Durham FM has launched on 102.8

The countys first radio station it will be in direct competition with regionwide Emap owned Metro Radio, Century and Galaxy

Had a listen this morning. Some excellent new music played. Not too commercial

Worth a listen


----------



## chio (Dec 5, 2005)

It's part of The Local Radio Company, a group of some 30 local stations all with the same music policy and networked evening programming. They swallowed my local station a few years ago.


----------



## Rocket Romano (Dec 5, 2005)

I had no idea!

Its the company behind Sun FM as well (the Netto/Lidl or local North East radio)

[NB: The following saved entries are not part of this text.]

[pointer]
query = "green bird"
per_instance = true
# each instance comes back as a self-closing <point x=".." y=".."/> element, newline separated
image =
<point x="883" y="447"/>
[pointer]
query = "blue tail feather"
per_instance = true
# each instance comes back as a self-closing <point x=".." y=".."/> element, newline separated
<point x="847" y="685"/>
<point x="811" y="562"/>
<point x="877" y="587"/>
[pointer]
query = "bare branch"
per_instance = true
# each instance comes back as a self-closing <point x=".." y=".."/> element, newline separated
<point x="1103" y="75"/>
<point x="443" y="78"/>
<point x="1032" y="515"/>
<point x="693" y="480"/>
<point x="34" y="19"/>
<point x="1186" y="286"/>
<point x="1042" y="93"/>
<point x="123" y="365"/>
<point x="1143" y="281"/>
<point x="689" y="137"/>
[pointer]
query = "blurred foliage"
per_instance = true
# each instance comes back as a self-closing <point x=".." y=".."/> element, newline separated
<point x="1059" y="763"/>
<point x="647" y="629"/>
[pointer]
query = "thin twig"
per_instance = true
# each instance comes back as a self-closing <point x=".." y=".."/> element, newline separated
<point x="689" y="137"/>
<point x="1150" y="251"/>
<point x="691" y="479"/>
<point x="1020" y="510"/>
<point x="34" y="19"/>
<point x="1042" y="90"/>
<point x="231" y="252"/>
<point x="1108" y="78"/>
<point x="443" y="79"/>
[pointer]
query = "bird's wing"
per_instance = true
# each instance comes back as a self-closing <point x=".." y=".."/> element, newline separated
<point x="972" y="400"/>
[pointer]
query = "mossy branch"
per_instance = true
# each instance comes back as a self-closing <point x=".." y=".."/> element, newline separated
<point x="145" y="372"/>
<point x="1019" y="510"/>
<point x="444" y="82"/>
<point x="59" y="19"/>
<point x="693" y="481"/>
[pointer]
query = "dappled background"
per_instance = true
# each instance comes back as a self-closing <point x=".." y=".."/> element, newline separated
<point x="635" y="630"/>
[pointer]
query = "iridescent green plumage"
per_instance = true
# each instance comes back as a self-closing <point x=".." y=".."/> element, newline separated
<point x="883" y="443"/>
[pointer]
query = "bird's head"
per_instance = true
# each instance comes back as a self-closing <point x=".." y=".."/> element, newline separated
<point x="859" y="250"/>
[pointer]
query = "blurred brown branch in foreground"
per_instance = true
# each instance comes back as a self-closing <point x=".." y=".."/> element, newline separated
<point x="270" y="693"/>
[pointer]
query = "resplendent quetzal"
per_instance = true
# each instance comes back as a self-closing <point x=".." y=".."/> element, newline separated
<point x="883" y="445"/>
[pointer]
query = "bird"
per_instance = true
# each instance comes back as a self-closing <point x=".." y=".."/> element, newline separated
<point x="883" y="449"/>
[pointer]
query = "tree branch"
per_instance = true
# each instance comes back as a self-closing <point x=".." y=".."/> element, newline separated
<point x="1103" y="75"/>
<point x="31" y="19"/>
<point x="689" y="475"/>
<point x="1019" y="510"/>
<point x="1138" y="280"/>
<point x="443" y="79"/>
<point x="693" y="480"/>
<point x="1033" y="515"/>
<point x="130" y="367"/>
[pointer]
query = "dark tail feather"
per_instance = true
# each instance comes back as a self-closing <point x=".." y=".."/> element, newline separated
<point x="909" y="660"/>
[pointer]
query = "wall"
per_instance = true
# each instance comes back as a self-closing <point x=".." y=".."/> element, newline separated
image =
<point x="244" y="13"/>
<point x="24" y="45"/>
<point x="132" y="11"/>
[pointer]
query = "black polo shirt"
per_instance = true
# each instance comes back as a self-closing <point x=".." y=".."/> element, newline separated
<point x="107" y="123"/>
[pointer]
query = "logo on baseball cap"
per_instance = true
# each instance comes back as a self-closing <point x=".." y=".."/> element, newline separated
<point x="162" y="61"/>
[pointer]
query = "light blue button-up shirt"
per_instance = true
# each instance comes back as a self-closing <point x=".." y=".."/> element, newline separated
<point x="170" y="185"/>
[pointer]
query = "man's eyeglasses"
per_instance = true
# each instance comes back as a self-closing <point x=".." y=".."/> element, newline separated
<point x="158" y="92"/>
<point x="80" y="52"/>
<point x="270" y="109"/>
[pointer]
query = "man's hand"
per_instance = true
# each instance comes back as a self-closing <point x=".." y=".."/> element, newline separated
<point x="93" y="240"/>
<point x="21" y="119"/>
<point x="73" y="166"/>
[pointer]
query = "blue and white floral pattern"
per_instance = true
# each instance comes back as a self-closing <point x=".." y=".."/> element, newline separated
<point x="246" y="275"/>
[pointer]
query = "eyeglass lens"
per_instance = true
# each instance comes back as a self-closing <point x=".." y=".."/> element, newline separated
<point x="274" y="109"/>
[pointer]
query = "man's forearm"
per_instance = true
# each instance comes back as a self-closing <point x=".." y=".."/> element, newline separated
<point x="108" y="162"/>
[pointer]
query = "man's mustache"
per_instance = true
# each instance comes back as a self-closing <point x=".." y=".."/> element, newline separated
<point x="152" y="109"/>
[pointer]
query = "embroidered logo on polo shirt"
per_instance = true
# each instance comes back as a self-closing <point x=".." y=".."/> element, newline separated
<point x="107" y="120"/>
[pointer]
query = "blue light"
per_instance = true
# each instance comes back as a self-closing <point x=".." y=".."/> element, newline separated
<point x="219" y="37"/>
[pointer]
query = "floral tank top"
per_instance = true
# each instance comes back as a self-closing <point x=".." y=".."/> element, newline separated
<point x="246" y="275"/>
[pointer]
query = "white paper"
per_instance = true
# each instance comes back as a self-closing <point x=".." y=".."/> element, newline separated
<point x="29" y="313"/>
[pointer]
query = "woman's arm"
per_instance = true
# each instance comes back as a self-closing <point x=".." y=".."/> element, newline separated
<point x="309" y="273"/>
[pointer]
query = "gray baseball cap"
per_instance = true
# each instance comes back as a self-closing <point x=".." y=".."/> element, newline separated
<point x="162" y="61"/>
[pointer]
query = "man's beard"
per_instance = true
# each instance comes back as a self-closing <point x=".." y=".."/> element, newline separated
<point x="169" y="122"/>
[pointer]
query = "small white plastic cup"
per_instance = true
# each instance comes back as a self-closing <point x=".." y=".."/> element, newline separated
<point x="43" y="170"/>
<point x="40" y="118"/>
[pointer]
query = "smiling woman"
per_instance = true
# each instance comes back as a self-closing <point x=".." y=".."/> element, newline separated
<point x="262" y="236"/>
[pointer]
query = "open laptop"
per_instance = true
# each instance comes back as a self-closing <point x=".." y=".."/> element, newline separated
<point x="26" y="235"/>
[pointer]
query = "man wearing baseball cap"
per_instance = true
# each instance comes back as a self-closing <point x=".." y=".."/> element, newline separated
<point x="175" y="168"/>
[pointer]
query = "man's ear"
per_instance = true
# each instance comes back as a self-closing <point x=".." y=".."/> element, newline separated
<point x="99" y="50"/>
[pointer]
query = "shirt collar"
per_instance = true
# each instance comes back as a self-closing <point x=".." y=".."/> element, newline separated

Ah well...its still not Emap and doesn't pay Jo Whiley


----------



## chio (Dec 6, 2005)

Don't get me wrong, I quite like the music on my local TLRC station. They've really tried to keep it local in daytimes too, with outside broadcasts from local events and presenters who know the area broadcasting local news stories. But I don't like the national rubbish they broadcast in the evenings or the way I can just hear what's essentially a copy of my local station if I go up to the NE, down to the south coast or wherever. 

Galaxy's utter drivel, but the Emap stations seem to be regaining their own local identities these days too.


----------